In the Kim study, only one case was determined by the government to have violated the guidelines and pertaining to the assisted-dying dying legislation.

Assuming you have read the study, most of the 21 patients who were intially refused EAS by doctors when they first requested were not refused because those patients were mentally incompetent. But because the doctors felt that they did not have the sufficient information and/or knowledge to determine if their case fulfilled the requirements for Euthanasia.

Even if we were to assume that the majority of the 21 patients had their first time requests refused because they were not competent (again this wasn't the case) or that their doctors felt their condition wasn't grevious and irremediable or that they did not possess enough knowledge or information to say they fulfilled the necessary criteria, this was not the majority of patients. Only 31%. So the majority of patients had their requests granted on the first-request without being refused or disagreement amongst the doctors and psychiatrists.

The best you can argue here is to make sure the oversight stricter for euthanasia pertaining to severe treatment-resistant psychological conditions. Not a full ban.

"What would allowing that Norwegian girl euthanasia do"

It would allow a dignified end to her beyond hellish suffering. This woman has been locked up for 10 years, in restraints, she agonizes to die every single day.

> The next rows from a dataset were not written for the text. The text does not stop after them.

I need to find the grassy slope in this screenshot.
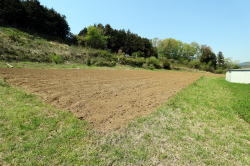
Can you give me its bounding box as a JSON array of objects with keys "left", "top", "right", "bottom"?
[{"left": 0, "top": 77, "right": 250, "bottom": 165}]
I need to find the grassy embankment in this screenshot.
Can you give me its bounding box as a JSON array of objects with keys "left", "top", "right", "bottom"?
[
  {"left": 0, "top": 73, "right": 250, "bottom": 165},
  {"left": 0, "top": 27, "right": 173, "bottom": 69}
]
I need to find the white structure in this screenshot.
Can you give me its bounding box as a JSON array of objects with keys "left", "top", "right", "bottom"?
[{"left": 226, "top": 69, "right": 250, "bottom": 84}]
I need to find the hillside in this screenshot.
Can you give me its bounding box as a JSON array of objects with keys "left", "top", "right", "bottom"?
[
  {"left": 0, "top": 27, "right": 117, "bottom": 65},
  {"left": 0, "top": 27, "right": 170, "bottom": 69},
  {"left": 239, "top": 62, "right": 250, "bottom": 68}
]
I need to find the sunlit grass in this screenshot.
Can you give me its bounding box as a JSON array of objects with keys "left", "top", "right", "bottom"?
[{"left": 0, "top": 77, "right": 250, "bottom": 165}]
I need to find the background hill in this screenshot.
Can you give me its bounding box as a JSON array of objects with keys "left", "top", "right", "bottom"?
[{"left": 239, "top": 62, "right": 250, "bottom": 68}]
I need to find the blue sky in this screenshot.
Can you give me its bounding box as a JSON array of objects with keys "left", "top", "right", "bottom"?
[{"left": 40, "top": 0, "right": 250, "bottom": 62}]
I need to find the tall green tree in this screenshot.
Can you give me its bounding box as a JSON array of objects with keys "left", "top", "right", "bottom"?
[
  {"left": 200, "top": 45, "right": 217, "bottom": 69},
  {"left": 84, "top": 26, "right": 107, "bottom": 49},
  {"left": 217, "top": 51, "right": 225, "bottom": 67}
]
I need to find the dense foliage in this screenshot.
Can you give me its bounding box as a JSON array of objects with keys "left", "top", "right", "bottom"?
[
  {"left": 0, "top": 0, "right": 70, "bottom": 40},
  {"left": 78, "top": 24, "right": 157, "bottom": 58},
  {"left": 0, "top": 0, "right": 239, "bottom": 73}
]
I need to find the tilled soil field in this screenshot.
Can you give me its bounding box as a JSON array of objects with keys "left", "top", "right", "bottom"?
[{"left": 0, "top": 69, "right": 207, "bottom": 131}]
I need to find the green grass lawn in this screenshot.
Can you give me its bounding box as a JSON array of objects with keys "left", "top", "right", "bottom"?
[{"left": 0, "top": 77, "right": 250, "bottom": 165}]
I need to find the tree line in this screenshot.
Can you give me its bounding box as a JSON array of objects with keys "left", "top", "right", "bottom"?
[
  {"left": 76, "top": 24, "right": 157, "bottom": 58},
  {"left": 0, "top": 0, "right": 237, "bottom": 72},
  {"left": 0, "top": 0, "right": 70, "bottom": 40},
  {"left": 151, "top": 38, "right": 239, "bottom": 72}
]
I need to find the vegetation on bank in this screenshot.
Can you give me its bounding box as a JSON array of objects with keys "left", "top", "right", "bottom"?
[
  {"left": 0, "top": 77, "right": 250, "bottom": 165},
  {"left": 0, "top": 0, "right": 239, "bottom": 73},
  {"left": 0, "top": 27, "right": 240, "bottom": 73}
]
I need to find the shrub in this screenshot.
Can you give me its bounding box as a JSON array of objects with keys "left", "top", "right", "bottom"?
[
  {"left": 189, "top": 59, "right": 201, "bottom": 69},
  {"left": 132, "top": 51, "right": 144, "bottom": 58},
  {"left": 49, "top": 54, "right": 64, "bottom": 64},
  {"left": 119, "top": 57, "right": 146, "bottom": 67},
  {"left": 84, "top": 57, "right": 116, "bottom": 67},
  {"left": 160, "top": 59, "right": 171, "bottom": 70},
  {"left": 144, "top": 57, "right": 162, "bottom": 69}
]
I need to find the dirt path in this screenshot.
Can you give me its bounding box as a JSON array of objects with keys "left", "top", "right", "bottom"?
[{"left": 0, "top": 69, "right": 215, "bottom": 131}]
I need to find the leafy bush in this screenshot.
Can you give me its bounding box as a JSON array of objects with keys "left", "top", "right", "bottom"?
[
  {"left": 119, "top": 57, "right": 146, "bottom": 67},
  {"left": 144, "top": 57, "right": 162, "bottom": 69},
  {"left": 85, "top": 57, "right": 116, "bottom": 67},
  {"left": 214, "top": 68, "right": 226, "bottom": 74},
  {"left": 132, "top": 51, "right": 144, "bottom": 58},
  {"left": 160, "top": 58, "right": 171, "bottom": 70},
  {"left": 49, "top": 54, "right": 64, "bottom": 64},
  {"left": 189, "top": 59, "right": 201, "bottom": 69}
]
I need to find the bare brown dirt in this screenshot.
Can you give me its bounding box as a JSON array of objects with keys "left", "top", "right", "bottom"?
[{"left": 0, "top": 69, "right": 218, "bottom": 131}]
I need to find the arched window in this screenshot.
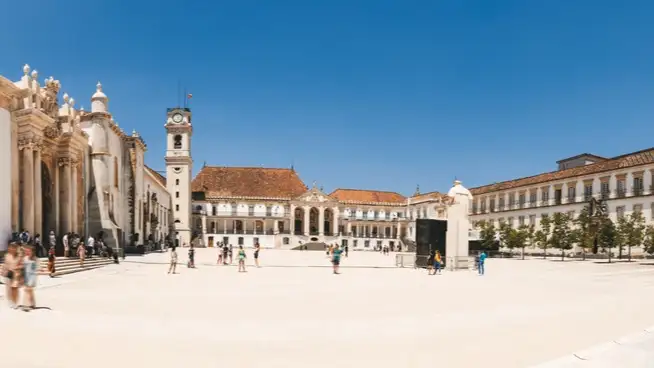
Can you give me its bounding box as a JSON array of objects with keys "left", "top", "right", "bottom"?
[{"left": 114, "top": 156, "right": 118, "bottom": 189}]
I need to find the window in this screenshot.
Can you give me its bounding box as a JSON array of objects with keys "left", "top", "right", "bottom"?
[
  {"left": 633, "top": 176, "right": 645, "bottom": 195},
  {"left": 568, "top": 187, "right": 577, "bottom": 203},
  {"left": 584, "top": 183, "right": 593, "bottom": 201},
  {"left": 173, "top": 134, "right": 182, "bottom": 149},
  {"left": 615, "top": 206, "right": 624, "bottom": 218},
  {"left": 114, "top": 156, "right": 119, "bottom": 188},
  {"left": 600, "top": 181, "right": 611, "bottom": 199},
  {"left": 617, "top": 179, "right": 627, "bottom": 198}
]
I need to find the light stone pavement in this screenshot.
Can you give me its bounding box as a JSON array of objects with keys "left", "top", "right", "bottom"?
[{"left": 0, "top": 249, "right": 654, "bottom": 368}]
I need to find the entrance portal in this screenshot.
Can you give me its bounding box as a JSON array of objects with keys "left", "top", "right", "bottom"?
[{"left": 41, "top": 162, "right": 54, "bottom": 237}]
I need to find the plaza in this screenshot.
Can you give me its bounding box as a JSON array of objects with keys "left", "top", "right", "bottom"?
[{"left": 0, "top": 249, "right": 654, "bottom": 368}]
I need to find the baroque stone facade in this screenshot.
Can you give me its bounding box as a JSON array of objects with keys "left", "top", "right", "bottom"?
[{"left": 0, "top": 65, "right": 170, "bottom": 250}]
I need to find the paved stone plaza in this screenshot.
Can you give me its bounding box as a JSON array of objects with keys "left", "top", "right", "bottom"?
[{"left": 0, "top": 249, "right": 654, "bottom": 368}]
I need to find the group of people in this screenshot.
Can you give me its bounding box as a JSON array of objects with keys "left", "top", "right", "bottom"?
[{"left": 1, "top": 242, "right": 39, "bottom": 311}]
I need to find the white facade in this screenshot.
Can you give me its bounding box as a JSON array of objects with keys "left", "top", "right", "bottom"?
[
  {"left": 470, "top": 149, "right": 654, "bottom": 253},
  {"left": 165, "top": 108, "right": 193, "bottom": 246}
]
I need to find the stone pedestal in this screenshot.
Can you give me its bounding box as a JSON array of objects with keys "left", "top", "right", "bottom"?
[{"left": 445, "top": 180, "right": 472, "bottom": 270}]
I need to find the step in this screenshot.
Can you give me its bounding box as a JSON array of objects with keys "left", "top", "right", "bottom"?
[{"left": 39, "top": 257, "right": 114, "bottom": 276}]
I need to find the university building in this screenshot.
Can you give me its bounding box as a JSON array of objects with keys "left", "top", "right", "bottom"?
[
  {"left": 470, "top": 148, "right": 654, "bottom": 250},
  {"left": 0, "top": 65, "right": 172, "bottom": 250}
]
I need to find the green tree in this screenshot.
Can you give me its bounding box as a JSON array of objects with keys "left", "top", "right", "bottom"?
[
  {"left": 478, "top": 221, "right": 497, "bottom": 251},
  {"left": 617, "top": 211, "right": 645, "bottom": 262},
  {"left": 597, "top": 216, "right": 617, "bottom": 263},
  {"left": 535, "top": 215, "right": 552, "bottom": 259},
  {"left": 643, "top": 225, "right": 654, "bottom": 254},
  {"left": 572, "top": 207, "right": 597, "bottom": 260},
  {"left": 549, "top": 212, "right": 572, "bottom": 261}
]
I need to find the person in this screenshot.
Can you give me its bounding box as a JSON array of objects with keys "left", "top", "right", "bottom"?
[
  {"left": 77, "top": 241, "right": 86, "bottom": 267},
  {"left": 48, "top": 247, "right": 56, "bottom": 277},
  {"left": 238, "top": 245, "right": 247, "bottom": 272},
  {"left": 332, "top": 245, "right": 343, "bottom": 275},
  {"left": 168, "top": 245, "right": 177, "bottom": 274},
  {"left": 427, "top": 244, "right": 436, "bottom": 275},
  {"left": 187, "top": 243, "right": 195, "bottom": 268},
  {"left": 61, "top": 233, "right": 70, "bottom": 258},
  {"left": 254, "top": 242, "right": 261, "bottom": 267},
  {"left": 23, "top": 246, "right": 39, "bottom": 312},
  {"left": 434, "top": 251, "right": 443, "bottom": 275},
  {"left": 2, "top": 243, "right": 23, "bottom": 309},
  {"left": 478, "top": 250, "right": 488, "bottom": 276}
]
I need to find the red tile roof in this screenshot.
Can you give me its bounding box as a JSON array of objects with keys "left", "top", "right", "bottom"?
[
  {"left": 191, "top": 166, "right": 308, "bottom": 199},
  {"left": 329, "top": 189, "right": 406, "bottom": 204},
  {"left": 470, "top": 148, "right": 654, "bottom": 195}
]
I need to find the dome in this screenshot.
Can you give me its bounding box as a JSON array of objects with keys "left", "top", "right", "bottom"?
[
  {"left": 447, "top": 180, "right": 472, "bottom": 199},
  {"left": 91, "top": 82, "right": 107, "bottom": 100}
]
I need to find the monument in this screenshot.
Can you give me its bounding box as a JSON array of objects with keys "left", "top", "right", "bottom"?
[{"left": 445, "top": 180, "right": 472, "bottom": 270}]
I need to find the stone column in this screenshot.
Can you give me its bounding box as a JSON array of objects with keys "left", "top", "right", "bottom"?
[
  {"left": 34, "top": 146, "right": 47, "bottom": 236},
  {"left": 69, "top": 159, "right": 79, "bottom": 233},
  {"left": 318, "top": 207, "right": 325, "bottom": 236},
  {"left": 59, "top": 157, "right": 72, "bottom": 234},
  {"left": 21, "top": 142, "right": 35, "bottom": 233},
  {"left": 303, "top": 206, "right": 311, "bottom": 236}
]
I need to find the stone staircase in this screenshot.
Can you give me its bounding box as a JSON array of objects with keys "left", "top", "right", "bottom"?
[{"left": 39, "top": 257, "right": 114, "bottom": 276}]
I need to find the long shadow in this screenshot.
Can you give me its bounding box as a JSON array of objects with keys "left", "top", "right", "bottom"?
[{"left": 123, "top": 260, "right": 400, "bottom": 269}]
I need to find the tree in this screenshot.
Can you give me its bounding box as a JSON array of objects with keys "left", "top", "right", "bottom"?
[
  {"left": 643, "top": 225, "right": 654, "bottom": 254},
  {"left": 616, "top": 211, "right": 645, "bottom": 262},
  {"left": 535, "top": 215, "right": 552, "bottom": 259},
  {"left": 597, "top": 216, "right": 617, "bottom": 263},
  {"left": 549, "top": 212, "right": 572, "bottom": 261},
  {"left": 572, "top": 207, "right": 597, "bottom": 260},
  {"left": 478, "top": 221, "right": 497, "bottom": 250}
]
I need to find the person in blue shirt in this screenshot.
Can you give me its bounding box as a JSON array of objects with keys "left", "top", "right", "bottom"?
[{"left": 478, "top": 251, "right": 488, "bottom": 276}]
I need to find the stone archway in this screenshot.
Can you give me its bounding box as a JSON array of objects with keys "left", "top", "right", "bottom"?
[
  {"left": 294, "top": 207, "right": 304, "bottom": 235},
  {"left": 309, "top": 207, "right": 320, "bottom": 235},
  {"left": 41, "top": 161, "right": 55, "bottom": 242}
]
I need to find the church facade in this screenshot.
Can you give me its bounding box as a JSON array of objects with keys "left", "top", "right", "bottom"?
[{"left": 0, "top": 65, "right": 171, "bottom": 252}]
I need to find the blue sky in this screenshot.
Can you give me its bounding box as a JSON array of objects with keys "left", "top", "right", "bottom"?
[{"left": 0, "top": 0, "right": 654, "bottom": 194}]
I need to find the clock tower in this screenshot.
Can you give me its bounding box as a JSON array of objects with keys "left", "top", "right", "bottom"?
[{"left": 165, "top": 108, "right": 193, "bottom": 246}]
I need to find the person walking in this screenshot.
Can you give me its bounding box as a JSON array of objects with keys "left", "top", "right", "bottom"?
[
  {"left": 254, "top": 242, "right": 261, "bottom": 268},
  {"left": 77, "top": 241, "right": 86, "bottom": 267},
  {"left": 332, "top": 244, "right": 343, "bottom": 275},
  {"left": 2, "top": 243, "right": 23, "bottom": 309},
  {"left": 48, "top": 247, "right": 57, "bottom": 278},
  {"left": 168, "top": 245, "right": 177, "bottom": 274},
  {"left": 238, "top": 245, "right": 247, "bottom": 272},
  {"left": 23, "top": 246, "right": 39, "bottom": 312},
  {"left": 478, "top": 251, "right": 488, "bottom": 276}
]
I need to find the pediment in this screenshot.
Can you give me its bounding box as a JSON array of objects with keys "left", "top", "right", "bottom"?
[{"left": 296, "top": 188, "right": 334, "bottom": 203}]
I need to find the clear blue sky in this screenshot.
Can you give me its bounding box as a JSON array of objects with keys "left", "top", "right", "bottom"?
[{"left": 0, "top": 0, "right": 654, "bottom": 194}]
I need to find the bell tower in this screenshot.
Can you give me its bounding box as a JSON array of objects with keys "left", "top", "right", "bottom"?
[{"left": 165, "top": 107, "right": 193, "bottom": 246}]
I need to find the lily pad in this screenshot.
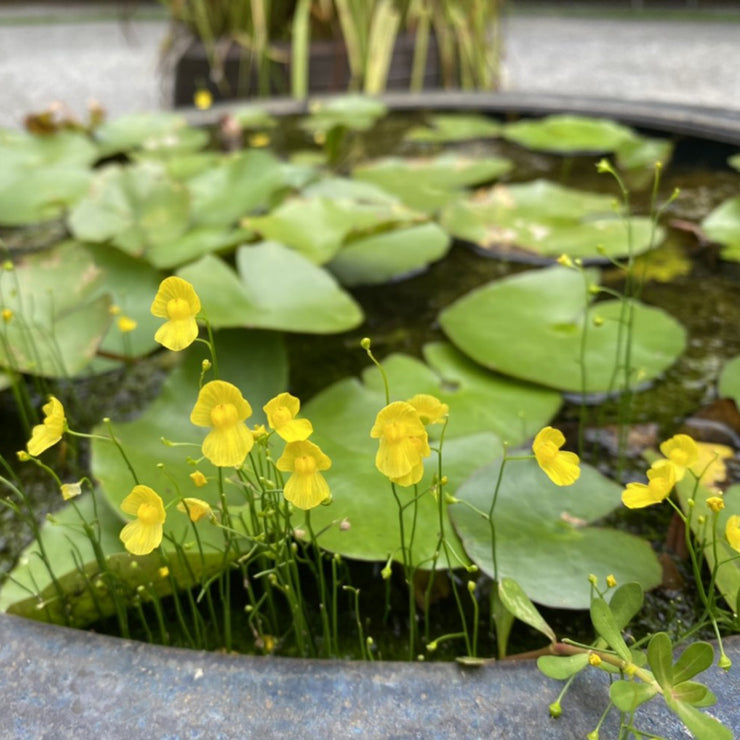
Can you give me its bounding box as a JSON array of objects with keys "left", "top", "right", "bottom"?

Her quality of life is so terrible that even words to describe it don't do it justice.

Do you think anybody in this world should ever have to live a life like this woman? 10 years in forcible treatment, locked up in a ward, in restraints and she has gotten worse, not better. Even mass-murderers in Norway like Anders Breivik in Norway are treated better.

You seek to blanket-ban euthanasia for such cases. You are aligned with the Christian right who see such suffering as a gift from god. With all due respect you have a lack of empathy when it comes to people like this girl.

You can trot out your cherry-picked stories of how people with severe debilitating conditions physical or psychological that cause immense suffering being "glad that they did not choose euthanasia." And I can cite cases of people suffering from such conditions begging for a dignified end.

Ak Rhodes said...

Boats boat:

Scenario: You are suffering.
I see your suffering.
I ask one yes or no only question: "You don't really want to live like this, do you?"
Yes or no. Let me know what your answer is.

1. Cherry picked. As in when problems were ignored in the Royal Commission's own initial report giving euthanasia in Canada a great approval before the fact?
2. Cherry picked. As in the same panel being loaded with people for - and not against the practice?
3. People with mental illnesses are already arguing for death. One is in Ontario. I have heard of others in Manitoba, although there is no reporting on that. Which is easier - treating a mental illness over months or years, or offering a fast end?
4. Vulnerability can be subtle. People in hospital or under care are vulnerable - hence a vulnerable persons background check for medical and other types. So we have this as an operational reality - you have not once mentioned how your protections would work. Your answer to this person in Norway is, rather than get her better care, out of restraints, or advocate for her life - is to advocate for her death.
That oversimplifies the situation: you are now offering death instead of any other treatment.
5. Are you willing to push the needle plunger? Why not?
6. Have you helped anyone to die? Why not?